Primary LanguageC++GNU General Public License v3.0GPL-3.0

hfst-ospell-cg

https://travis-ci.org/unhammer/hfst-ospell-cg.svg

Description

This program spells using hfst-ospell, expecting one word per line, outputting Constraint Grammar format readings.

Prerequisites

  • gcc >=5.0.0 with libstdc++-5-dev (or similarly recent version of clang, with full C++11 support)
  • hfst-ospell-dev >=0.4.3

Tested with gcc-5.4.0. On Mac OS X, the newest XCode includes a modern C++ compiler.

Building

./autogen.sh
./configure  # optionally with argument --prefix=$HOME/my/prefix
make
make install # with sudo if you didn't specify a prefix

On OS X, you may have to do this:

export CC=clang CXX=clang++ "CXXFLAGS=-std=gnu++11 -stdlib=libc++"
./autogen.sh
./configure  LDFLAGS=-L/opt/local/lib # optionally with argument --prefix=$HOME/my/prefix
make
make install # with sudo if you didn't specify a prefix

Usage

Takes one arguments: a hfst-ospell zhfst archive

src/hfst-ospell-cg se.zhfst < input > output

You give a max weight (inclusive, based on error model) with -w, or max suggestions with -n, e.g.

src/hfst-ospell-cg -w 30000 se.zhfst < input > output
src/hfst-ospell-cg -n 3000 se.zhfst < input > output

You can also give a max analysis weight with -W, since the analyser may have its own weights (e.g. compound tags have higher weights):

src/hfst-ospell-cg -w 10000 se.zhfst < input > output

Note that FST weights are multiplied by 1000 and cast to integers, since CG expects numerical tags to be integral.
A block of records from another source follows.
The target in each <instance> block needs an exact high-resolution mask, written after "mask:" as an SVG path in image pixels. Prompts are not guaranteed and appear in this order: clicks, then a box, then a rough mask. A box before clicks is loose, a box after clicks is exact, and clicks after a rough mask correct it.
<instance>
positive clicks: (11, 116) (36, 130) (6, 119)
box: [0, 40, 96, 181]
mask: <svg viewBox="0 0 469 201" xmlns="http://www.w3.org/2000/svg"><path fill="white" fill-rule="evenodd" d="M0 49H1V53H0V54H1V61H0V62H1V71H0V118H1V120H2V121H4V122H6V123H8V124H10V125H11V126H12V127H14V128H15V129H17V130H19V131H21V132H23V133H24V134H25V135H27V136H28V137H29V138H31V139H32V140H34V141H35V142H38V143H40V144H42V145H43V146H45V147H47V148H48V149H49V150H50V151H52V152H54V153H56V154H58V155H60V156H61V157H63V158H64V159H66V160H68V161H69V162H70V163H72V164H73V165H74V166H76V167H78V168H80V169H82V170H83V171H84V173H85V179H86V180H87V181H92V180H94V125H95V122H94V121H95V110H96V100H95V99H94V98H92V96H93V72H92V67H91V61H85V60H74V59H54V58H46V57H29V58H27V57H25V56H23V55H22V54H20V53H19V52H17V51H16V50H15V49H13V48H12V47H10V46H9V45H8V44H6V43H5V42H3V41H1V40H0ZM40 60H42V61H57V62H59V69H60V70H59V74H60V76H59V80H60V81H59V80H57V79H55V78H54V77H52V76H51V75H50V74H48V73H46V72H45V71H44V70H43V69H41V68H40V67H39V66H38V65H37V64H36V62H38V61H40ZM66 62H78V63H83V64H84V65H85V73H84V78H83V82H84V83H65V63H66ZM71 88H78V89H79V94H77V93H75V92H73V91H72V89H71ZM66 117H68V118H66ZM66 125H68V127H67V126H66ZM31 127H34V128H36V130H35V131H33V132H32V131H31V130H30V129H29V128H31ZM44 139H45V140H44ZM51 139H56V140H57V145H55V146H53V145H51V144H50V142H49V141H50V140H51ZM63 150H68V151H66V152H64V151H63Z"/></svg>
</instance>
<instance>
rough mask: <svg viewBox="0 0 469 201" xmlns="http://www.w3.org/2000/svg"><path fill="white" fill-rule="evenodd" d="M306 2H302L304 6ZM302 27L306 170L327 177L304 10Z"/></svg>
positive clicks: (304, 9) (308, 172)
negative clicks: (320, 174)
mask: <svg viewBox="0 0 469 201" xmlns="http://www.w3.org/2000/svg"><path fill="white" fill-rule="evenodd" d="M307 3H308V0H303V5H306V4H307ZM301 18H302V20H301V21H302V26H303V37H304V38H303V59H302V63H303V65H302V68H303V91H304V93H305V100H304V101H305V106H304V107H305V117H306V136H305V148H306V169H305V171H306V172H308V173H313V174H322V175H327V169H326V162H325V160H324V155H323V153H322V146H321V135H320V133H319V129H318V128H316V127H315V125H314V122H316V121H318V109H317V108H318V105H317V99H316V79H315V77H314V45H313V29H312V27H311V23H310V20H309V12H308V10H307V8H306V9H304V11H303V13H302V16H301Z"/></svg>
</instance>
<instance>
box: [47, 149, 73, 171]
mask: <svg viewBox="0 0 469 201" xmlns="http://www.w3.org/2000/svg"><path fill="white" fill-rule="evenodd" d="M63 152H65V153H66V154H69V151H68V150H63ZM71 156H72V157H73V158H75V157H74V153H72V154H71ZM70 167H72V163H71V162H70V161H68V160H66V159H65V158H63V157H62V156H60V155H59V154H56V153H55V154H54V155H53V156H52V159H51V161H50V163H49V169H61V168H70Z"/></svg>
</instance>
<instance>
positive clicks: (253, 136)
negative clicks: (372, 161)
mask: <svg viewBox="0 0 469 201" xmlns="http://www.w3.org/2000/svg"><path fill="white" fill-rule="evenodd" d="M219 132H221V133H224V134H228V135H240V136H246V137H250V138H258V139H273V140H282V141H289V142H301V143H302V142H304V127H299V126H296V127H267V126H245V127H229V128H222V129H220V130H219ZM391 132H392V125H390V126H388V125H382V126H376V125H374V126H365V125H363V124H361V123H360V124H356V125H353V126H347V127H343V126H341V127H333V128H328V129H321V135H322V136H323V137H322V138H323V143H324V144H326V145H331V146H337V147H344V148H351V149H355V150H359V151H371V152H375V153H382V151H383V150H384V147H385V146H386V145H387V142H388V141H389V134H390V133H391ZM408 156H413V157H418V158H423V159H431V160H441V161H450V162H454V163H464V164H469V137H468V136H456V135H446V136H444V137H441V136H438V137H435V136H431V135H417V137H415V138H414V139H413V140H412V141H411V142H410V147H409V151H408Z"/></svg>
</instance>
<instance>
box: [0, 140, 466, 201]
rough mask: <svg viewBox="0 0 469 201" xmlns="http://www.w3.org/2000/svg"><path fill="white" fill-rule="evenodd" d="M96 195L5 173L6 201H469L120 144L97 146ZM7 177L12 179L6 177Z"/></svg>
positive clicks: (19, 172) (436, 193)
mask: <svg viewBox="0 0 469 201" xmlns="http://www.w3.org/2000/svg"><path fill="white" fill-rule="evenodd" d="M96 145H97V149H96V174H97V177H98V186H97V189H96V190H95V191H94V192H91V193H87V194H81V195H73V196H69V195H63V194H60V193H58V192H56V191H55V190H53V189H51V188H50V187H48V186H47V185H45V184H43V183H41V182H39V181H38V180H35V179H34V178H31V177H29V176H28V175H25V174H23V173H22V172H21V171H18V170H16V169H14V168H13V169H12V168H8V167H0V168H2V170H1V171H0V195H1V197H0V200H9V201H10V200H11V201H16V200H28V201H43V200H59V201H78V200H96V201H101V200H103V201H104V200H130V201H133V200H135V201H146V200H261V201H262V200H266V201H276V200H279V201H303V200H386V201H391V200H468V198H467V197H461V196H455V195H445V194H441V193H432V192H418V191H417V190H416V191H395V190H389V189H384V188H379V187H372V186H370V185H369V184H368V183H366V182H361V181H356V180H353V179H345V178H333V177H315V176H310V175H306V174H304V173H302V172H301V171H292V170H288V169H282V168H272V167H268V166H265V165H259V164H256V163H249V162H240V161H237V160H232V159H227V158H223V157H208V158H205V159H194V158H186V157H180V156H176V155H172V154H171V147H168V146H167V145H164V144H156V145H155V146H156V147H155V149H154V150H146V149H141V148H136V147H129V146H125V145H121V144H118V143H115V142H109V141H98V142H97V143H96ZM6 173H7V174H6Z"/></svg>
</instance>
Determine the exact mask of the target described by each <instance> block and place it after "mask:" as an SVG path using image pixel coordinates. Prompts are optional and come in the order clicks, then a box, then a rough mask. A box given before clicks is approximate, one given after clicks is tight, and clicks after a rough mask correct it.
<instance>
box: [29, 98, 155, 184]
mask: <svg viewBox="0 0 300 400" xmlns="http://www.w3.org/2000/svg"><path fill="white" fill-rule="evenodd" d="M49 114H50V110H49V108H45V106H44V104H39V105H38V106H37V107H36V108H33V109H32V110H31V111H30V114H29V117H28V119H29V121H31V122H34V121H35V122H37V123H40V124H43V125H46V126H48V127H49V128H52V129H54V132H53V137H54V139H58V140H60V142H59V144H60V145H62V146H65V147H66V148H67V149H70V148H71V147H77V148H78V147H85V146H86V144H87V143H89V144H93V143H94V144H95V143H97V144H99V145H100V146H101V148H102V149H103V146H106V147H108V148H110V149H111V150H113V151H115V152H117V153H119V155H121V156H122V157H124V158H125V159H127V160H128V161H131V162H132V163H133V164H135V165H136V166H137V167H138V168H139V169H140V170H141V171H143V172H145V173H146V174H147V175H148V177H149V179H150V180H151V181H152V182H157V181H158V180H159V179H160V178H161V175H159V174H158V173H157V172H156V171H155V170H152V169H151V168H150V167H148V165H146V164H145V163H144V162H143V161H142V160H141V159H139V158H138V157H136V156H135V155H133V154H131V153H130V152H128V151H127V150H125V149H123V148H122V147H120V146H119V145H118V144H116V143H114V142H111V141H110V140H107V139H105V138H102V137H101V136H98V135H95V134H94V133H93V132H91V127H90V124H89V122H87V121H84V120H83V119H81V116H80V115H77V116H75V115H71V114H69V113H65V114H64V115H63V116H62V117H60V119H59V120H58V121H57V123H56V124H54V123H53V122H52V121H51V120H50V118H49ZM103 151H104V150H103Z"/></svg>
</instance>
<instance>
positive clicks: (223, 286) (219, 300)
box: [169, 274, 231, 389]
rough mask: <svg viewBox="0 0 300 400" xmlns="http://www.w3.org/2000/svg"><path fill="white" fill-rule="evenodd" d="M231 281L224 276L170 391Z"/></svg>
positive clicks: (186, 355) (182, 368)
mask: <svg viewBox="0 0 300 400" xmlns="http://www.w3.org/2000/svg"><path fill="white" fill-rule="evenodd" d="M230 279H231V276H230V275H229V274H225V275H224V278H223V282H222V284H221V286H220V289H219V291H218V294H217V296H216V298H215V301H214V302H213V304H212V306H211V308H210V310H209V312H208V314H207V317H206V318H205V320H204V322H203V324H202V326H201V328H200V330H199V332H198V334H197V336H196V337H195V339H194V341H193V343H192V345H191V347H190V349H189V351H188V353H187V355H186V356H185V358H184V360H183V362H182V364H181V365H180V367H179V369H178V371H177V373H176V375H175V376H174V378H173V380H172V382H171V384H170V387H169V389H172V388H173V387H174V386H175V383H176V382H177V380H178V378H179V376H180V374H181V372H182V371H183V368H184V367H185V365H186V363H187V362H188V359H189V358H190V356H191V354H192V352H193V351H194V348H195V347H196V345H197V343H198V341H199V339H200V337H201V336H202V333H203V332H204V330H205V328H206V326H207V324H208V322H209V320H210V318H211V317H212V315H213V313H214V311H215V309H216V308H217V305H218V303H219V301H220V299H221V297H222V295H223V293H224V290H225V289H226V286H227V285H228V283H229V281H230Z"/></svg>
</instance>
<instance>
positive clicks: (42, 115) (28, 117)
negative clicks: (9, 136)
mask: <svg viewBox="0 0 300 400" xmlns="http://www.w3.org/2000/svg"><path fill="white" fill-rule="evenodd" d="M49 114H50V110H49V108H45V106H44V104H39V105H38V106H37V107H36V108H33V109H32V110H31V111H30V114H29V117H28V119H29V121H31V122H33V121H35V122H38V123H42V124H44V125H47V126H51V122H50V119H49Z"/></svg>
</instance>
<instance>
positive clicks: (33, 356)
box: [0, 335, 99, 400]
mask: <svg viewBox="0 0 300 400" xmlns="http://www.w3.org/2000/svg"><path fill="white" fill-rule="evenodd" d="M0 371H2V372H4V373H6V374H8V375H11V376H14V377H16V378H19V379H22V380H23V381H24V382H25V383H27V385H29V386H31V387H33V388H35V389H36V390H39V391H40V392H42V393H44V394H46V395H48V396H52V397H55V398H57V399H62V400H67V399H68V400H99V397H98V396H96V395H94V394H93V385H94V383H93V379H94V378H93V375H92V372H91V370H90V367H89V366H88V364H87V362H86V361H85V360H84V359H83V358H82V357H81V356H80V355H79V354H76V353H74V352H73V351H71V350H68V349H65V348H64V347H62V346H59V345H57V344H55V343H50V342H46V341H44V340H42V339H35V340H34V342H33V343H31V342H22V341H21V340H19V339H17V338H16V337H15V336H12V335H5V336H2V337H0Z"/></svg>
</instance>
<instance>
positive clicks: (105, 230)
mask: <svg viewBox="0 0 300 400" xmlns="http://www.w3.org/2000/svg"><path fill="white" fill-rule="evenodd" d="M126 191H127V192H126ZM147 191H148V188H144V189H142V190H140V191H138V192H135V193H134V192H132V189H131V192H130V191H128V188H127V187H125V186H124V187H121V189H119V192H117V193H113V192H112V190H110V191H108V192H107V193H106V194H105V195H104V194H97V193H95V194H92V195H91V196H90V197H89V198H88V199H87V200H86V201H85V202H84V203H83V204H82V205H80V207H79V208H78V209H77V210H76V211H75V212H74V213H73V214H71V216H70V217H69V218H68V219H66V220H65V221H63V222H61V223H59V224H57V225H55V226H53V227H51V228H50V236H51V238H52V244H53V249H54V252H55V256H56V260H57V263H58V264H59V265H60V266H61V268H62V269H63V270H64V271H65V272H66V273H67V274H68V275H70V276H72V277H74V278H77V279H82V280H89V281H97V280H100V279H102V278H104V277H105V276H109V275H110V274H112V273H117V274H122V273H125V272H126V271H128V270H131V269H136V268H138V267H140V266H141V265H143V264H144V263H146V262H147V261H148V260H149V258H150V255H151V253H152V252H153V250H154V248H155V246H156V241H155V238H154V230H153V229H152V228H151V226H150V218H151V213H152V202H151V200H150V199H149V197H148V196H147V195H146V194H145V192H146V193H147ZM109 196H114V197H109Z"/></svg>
Comparisons are inclusive (greater-than-or-equals).

Troubleshooting

If you get

terminate called after throwing an instance of 'std::regex_error'
  what():  regex_error

or

util.hpp:36:19: fatal error: codecvt: No such file or directory
 #include <codecvt>
                   ^
compilation terminated.

then your C++ compiler is too old. See Prerequisites.

Progress [2/4]

This should:

  • [X] load a zhfst bin
  • [X] output CG analyses
  • [ ] do NUL-flushing, outputting STREAMCMD:FLUSH
  • [ ] deal with subreadings